Plan to bring offenders to heel

Series Title
Series Details 01/05/97, Volume 3, Number 17
Publication Date 01/05/1997
Content Type

Date: 01/05/1997

By Chris Johnstone

ITALY is sounding out its partners on ideas which would give the European Commission new treaty powers to deal with countries which fail to implement single market rules.

Plans to bolster the Commission's ability to take immediate decisions condemning countries which break the rules are being canvassed in Europe's capitals.

Rome wants to see whether its ideas are likely to win support from other member states before deciding whether to table a formal proposal at the Intergovernmental Conference.

The broad idea is for the Commission to have the same disciplinary powers when policing the single market as it has now in dealing with cases of unfair competition and state subsidies.

A Commission decision is the final word, bar a court appeal, in competition cases. But when it comes to infringements, a Commission decision is just the start of a multi-staged procedure which can take years, with the European Court of Justice alone allowed to condemn countries and impose fines.

The changes being considered would answer the dreams of Internal Market Commissioner Mario Monti, who can now only look with envy at the powers of his competition counterpart Karel van Miert to bring errant companies and governments to heel.

Italian officials say there is broad support for reform of the single market rules, but admit that some countries might be lukewarm about giving the Commission extra powers.

The infringement procedures are, however, widely recognised as a weak link in the institution's workload. It can take months for initial warnings to be sent to governments and politically sensitive cases are sometimes 'lost' or sidelined as they go through the tortuous procedural stages.
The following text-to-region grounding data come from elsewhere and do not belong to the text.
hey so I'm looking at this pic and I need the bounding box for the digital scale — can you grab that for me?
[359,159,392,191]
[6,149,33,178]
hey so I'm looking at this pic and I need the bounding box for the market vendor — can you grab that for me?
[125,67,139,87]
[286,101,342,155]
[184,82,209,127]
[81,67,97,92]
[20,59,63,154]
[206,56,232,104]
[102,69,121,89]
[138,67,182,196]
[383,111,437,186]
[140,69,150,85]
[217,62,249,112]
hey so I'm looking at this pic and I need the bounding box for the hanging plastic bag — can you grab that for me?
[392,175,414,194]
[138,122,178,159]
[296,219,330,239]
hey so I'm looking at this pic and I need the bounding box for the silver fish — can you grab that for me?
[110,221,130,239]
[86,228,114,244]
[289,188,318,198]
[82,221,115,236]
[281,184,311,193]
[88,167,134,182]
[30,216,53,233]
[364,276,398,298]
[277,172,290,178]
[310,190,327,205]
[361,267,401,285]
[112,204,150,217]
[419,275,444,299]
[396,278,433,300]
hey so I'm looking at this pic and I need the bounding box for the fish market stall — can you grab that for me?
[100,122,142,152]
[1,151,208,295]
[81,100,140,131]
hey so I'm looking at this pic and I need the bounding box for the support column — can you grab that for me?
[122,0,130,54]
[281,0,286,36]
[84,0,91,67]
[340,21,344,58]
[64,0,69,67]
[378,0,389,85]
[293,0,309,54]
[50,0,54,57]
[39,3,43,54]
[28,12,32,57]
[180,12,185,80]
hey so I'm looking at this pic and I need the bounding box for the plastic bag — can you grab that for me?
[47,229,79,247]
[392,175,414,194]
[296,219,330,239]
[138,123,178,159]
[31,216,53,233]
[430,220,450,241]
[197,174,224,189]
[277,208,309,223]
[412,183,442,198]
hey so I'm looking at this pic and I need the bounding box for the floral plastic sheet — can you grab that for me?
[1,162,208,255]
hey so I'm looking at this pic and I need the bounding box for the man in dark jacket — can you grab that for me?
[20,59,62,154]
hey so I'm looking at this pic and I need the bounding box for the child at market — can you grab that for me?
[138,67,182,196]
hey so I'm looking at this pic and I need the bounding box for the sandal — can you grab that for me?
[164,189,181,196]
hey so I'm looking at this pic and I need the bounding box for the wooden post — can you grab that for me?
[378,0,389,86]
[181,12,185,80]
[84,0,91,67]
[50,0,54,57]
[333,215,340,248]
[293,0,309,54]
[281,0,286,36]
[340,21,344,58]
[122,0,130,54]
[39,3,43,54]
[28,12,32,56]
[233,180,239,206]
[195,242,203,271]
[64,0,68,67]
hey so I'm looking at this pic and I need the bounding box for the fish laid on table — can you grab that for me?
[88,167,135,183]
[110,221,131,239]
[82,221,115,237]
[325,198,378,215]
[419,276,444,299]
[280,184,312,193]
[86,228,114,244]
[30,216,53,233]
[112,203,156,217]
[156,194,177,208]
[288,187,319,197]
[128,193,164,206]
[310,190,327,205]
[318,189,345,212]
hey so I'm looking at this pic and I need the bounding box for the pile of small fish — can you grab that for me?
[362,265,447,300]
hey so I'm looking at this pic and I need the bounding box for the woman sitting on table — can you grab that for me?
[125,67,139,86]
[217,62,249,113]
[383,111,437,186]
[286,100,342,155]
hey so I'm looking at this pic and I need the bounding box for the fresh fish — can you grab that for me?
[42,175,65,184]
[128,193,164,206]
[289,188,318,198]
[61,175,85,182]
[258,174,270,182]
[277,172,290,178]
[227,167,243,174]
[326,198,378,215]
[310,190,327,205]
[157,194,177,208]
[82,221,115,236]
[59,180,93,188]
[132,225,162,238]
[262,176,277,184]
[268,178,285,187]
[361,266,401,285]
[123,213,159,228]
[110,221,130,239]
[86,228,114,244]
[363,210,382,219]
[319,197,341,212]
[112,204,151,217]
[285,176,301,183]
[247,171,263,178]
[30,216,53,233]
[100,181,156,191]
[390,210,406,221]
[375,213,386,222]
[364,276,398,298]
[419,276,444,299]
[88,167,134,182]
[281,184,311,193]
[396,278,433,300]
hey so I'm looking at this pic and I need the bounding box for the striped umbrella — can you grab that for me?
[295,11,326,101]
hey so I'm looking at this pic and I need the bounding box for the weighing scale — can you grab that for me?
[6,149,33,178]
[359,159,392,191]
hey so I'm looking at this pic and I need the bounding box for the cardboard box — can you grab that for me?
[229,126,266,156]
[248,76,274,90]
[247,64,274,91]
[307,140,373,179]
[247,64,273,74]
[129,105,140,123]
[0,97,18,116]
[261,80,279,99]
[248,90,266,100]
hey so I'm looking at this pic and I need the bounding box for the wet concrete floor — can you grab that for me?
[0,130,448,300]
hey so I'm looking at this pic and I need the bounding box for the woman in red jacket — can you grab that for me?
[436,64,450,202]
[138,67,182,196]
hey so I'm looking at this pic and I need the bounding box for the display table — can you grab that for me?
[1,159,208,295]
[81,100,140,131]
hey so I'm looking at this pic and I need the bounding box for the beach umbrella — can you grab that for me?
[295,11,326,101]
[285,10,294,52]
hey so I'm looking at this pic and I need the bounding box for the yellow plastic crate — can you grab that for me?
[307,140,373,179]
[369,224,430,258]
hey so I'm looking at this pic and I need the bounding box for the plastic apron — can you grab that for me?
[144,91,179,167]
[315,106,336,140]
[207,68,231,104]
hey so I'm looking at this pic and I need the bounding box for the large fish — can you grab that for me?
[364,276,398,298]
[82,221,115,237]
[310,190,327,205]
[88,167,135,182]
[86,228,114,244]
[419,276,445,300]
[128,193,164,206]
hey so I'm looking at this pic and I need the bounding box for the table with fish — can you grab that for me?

Changes to the Commission's internal rules for dealing with infringements were agreed last July in an attempt to cut a huge backlog of cases, but have had little effect.

As well as cracking down on infringements, the Commission has set itself the goal of completing the EU's internal market in time for the single currency in 1999.

Its draft plan for achieving this, which was due to be adopted by the full Commission today (30 April), outlines four main areas for action: making single market rules more effective, dealing with market distortions, tackling sectoral obstacles and giving citizens a better deal.

The regular publication of a single market scoreboard, showing to what extent individual countries are living up to their commitments, is intended to shame governments into delivering on their promises.

The shake-up also includes deadlines for resolving problems raised by the Commission and governments; increased checks to ensure common rules for the acceptance of industrial and consumer products are being respected; simplified single market legislation; and improved regulations on public procurement, mutual recognition, European standards, construction products, transit rules, and the links between the single market and environment.

Tackling taxation distortions, creating a new value added tax system and restructuring levies on fuels - accompanied by streamlined competition and subsidy rules - are also targeted as crucial areas for action.

In addition, the plan emphasises the need to remove barriers in key service markets such as telecoms, energy, pension and investment funds, and make restructuring easier through a European Company Statute.

Measures needed to make the single market a reality for ordinary EU citizens include eliminating all border checks within the Union; improving the rights of those living in a member state other than their own; boosting labour mobility through a proposed directive on supplementary pensions; and providing better guarantees for consumers.

The Commission this week revealed that it launched 30&percent; more infringement procedures for abuses of single market rules last year than in 1995. About one third of the procedures were provoked by slow implementation of legislation, a third by complaints and the remainder were initiated by the Commission itself. Cross-border trade in cars, especially those for personal use, foodstuffs and chemicals were the areas most frequently marred by import barriers.